Num comunicado divulgado nesta quinta-feira, a Football Supporters Europe (FSE)  aponta o elevado preço dos bilhetes, os problemas de organização, o aumento dos custos de transporte, as políticas de vistos e a falta de comunicação transparente como alguns dos factores que contribuíram para criar um ambiente de "confusão e desconfiança" durante o torneio.

A organização, reconhecida pela UEFA, criticou igualmente a influência política no Mundial 2026, mencionando a relação entre Gianni Infantino e o Presidente norte-americano, Donald Trump. A FSE acusa ainda a FIFA de permitir interferências governamentais em questões desportivas e contesta algumas decisões tomadas durante a competição.

Entre os episódios destacados estão as alterações relacionadas com as pausas para hidratação, que, segundo a organização, terão aberto espaço para interesses comerciais, bem como a polémica envolvendo o jogador norte-americano Folarin Balogun, cujo caso disciplinar foi reavaliado após uma alegada intervenção de Trump junto de Infantino.

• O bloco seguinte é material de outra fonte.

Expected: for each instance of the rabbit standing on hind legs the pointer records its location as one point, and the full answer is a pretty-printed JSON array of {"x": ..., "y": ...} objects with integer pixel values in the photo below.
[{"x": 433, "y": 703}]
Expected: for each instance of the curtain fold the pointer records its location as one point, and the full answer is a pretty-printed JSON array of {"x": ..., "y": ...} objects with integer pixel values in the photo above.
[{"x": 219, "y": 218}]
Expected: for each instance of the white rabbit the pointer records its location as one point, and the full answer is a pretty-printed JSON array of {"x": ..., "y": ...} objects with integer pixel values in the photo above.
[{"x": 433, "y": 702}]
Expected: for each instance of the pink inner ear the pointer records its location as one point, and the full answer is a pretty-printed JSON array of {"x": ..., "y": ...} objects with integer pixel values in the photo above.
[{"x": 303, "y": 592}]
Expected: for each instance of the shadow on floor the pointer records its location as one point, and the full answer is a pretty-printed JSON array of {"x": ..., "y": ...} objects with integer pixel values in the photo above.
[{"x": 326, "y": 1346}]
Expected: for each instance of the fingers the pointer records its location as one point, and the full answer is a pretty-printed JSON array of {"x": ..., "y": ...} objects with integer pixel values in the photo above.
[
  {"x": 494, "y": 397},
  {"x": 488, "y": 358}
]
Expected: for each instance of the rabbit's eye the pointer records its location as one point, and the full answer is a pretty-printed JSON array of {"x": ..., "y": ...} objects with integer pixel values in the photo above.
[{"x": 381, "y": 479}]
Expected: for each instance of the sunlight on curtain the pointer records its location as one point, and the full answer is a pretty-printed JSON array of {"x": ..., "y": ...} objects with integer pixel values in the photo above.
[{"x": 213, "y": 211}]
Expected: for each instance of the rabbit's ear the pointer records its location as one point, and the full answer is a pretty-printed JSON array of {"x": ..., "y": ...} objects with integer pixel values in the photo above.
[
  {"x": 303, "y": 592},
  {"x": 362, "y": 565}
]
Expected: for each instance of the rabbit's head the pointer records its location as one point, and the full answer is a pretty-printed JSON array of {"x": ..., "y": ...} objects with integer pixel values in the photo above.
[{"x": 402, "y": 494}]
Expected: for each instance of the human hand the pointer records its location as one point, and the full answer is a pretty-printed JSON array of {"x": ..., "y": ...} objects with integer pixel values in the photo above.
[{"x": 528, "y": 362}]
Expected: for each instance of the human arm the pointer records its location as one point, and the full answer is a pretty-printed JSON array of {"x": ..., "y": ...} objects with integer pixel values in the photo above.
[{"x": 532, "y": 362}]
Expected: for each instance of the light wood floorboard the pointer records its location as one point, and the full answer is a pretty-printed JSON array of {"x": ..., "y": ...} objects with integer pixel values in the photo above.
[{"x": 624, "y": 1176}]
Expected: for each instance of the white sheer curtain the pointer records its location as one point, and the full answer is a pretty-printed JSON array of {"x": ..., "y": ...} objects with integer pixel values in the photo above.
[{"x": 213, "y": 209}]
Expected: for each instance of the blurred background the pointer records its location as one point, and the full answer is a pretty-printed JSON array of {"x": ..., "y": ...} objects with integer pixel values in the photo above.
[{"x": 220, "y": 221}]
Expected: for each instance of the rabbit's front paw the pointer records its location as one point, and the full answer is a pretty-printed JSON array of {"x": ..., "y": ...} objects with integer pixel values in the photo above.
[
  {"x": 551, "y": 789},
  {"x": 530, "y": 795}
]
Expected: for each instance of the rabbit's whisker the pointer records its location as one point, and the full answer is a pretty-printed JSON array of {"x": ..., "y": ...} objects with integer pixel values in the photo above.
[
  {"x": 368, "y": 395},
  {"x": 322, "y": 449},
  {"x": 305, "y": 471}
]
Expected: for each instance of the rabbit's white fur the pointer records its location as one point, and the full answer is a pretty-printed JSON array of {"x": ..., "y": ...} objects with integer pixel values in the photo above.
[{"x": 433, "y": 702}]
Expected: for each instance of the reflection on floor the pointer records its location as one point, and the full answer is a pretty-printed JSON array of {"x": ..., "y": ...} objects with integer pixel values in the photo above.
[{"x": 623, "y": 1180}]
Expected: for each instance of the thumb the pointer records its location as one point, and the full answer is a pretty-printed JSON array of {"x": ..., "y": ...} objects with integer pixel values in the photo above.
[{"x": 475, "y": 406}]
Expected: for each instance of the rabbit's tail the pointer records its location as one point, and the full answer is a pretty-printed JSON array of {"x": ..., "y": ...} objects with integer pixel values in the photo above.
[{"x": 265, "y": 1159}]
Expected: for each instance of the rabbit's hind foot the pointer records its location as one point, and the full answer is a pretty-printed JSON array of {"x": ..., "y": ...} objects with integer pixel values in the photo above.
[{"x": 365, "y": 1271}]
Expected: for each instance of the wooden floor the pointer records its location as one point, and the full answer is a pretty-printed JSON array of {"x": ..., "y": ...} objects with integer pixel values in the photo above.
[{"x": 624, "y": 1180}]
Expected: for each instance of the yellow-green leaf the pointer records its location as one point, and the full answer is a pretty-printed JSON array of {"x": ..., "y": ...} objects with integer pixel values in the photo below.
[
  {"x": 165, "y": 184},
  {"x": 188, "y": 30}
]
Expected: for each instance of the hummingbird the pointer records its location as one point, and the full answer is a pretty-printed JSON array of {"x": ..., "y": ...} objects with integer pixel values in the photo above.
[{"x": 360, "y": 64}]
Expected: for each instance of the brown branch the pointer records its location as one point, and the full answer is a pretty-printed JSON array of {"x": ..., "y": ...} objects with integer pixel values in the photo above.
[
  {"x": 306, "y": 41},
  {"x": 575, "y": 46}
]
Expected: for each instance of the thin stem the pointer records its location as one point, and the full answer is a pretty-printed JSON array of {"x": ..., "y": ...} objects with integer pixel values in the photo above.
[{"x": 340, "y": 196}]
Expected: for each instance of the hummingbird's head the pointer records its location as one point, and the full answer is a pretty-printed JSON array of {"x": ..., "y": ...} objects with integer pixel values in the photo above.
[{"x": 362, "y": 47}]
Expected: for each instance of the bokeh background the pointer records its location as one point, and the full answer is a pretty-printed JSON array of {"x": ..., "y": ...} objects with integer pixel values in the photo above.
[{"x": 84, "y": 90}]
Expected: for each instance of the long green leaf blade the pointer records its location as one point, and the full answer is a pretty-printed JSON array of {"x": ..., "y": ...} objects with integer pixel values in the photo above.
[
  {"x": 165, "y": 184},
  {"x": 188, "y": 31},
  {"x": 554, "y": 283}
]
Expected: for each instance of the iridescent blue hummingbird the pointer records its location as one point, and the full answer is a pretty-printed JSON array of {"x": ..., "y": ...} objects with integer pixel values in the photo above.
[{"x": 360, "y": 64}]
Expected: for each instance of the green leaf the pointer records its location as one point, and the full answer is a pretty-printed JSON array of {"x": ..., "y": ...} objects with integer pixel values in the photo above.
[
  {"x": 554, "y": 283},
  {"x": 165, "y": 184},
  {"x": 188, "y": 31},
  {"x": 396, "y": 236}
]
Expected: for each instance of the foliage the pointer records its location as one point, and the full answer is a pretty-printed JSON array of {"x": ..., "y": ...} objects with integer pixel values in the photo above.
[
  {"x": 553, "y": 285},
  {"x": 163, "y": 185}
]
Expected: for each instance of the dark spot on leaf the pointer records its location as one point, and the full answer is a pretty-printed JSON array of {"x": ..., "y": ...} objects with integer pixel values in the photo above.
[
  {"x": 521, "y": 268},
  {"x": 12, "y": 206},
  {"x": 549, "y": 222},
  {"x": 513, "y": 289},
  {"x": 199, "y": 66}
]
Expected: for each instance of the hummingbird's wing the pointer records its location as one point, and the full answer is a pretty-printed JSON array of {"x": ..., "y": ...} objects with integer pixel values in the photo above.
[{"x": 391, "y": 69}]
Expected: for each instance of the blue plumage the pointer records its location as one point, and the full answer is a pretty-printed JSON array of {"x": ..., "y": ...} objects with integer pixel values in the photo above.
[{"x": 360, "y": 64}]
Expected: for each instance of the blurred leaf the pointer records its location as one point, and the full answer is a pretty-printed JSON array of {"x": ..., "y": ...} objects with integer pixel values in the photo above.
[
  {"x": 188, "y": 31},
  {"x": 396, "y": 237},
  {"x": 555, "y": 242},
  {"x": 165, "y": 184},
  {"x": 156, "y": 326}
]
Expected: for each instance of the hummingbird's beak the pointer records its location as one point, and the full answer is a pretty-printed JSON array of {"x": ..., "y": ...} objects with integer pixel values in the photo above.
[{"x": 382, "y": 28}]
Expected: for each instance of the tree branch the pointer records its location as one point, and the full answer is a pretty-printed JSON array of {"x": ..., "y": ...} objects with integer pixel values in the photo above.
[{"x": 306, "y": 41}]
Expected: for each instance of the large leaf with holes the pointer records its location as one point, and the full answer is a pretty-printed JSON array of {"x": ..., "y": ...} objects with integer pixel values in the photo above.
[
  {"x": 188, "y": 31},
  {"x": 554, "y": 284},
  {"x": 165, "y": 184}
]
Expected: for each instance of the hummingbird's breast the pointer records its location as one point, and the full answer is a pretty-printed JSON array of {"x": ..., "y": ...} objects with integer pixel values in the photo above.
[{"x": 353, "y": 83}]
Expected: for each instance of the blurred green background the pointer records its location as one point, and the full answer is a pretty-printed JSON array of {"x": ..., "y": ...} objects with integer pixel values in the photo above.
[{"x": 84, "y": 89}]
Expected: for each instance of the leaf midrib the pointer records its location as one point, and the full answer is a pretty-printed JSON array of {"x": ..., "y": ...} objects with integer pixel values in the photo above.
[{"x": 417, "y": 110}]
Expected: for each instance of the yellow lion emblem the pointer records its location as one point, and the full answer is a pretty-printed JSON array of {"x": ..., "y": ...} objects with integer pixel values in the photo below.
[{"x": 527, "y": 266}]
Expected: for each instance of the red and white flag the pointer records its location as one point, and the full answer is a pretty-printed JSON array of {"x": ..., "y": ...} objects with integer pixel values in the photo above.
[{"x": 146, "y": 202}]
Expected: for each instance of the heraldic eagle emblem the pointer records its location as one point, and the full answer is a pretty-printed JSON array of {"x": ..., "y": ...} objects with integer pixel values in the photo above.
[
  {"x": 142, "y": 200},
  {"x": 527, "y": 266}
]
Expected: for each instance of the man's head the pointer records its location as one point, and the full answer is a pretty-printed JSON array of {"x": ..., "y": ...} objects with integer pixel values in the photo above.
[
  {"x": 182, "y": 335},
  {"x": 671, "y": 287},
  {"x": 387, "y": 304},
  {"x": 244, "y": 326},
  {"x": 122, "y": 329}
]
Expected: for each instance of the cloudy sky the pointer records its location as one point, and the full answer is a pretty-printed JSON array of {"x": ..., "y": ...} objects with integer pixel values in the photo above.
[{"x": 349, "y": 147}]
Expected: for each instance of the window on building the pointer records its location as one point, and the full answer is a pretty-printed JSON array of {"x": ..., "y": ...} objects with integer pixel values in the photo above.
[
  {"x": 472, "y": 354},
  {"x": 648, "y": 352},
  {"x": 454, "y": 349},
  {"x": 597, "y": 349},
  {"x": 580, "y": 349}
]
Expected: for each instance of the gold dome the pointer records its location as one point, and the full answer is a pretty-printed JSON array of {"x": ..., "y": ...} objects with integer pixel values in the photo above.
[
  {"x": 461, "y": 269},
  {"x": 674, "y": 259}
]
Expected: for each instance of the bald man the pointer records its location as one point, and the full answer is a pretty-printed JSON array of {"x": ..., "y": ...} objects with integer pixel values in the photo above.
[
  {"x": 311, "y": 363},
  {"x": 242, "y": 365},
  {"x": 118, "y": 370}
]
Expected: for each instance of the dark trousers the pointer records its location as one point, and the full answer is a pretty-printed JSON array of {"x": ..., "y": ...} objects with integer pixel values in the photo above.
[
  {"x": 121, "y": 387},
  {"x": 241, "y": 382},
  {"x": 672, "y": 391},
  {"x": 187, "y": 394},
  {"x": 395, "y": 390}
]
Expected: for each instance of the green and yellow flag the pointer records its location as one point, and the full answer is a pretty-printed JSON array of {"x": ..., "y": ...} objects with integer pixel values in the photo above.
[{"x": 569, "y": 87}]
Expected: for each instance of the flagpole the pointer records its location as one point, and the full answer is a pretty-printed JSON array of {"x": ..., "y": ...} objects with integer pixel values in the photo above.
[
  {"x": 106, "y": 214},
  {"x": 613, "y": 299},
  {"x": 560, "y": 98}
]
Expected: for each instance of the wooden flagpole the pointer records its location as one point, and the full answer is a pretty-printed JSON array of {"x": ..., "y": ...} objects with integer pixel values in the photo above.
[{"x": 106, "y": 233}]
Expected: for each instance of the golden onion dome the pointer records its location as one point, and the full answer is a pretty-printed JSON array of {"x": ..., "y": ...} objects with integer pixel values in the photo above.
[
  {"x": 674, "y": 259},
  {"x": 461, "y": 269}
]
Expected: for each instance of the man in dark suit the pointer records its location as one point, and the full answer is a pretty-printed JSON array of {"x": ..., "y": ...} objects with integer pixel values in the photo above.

A FSE considera que a FIFA terminou o Mundial 2026 com a sua reputação gravemente afectada junto dos adeptos e defende "reformas estruturais" na organização. A entidade afirma ainda que a FIFA "não está apta para governar o futebol mundial" e questiona a continuidade da actual liderança de Gianni Infantino.

Com os olhos já postos no Mundial 2030, a organização deixou um aviso directo a Portugal e Espanha, dois dos países anfitriões da competição. Segundo a FSE, os dois países terão de aprender com as falhas registadas em 2026 e melhorar o diálogo com os adeptos, adoptando políticas que garantam uma experiência segura, acessível, acolhedora e bem organizada.

O Mundial 2030 será organizado por Portugal, Espanha e Marrocos, com a competição a arrancar simbolicamente na Argentina, no Paraguai e no Uruguai, que acolherão os jogos inaugurais.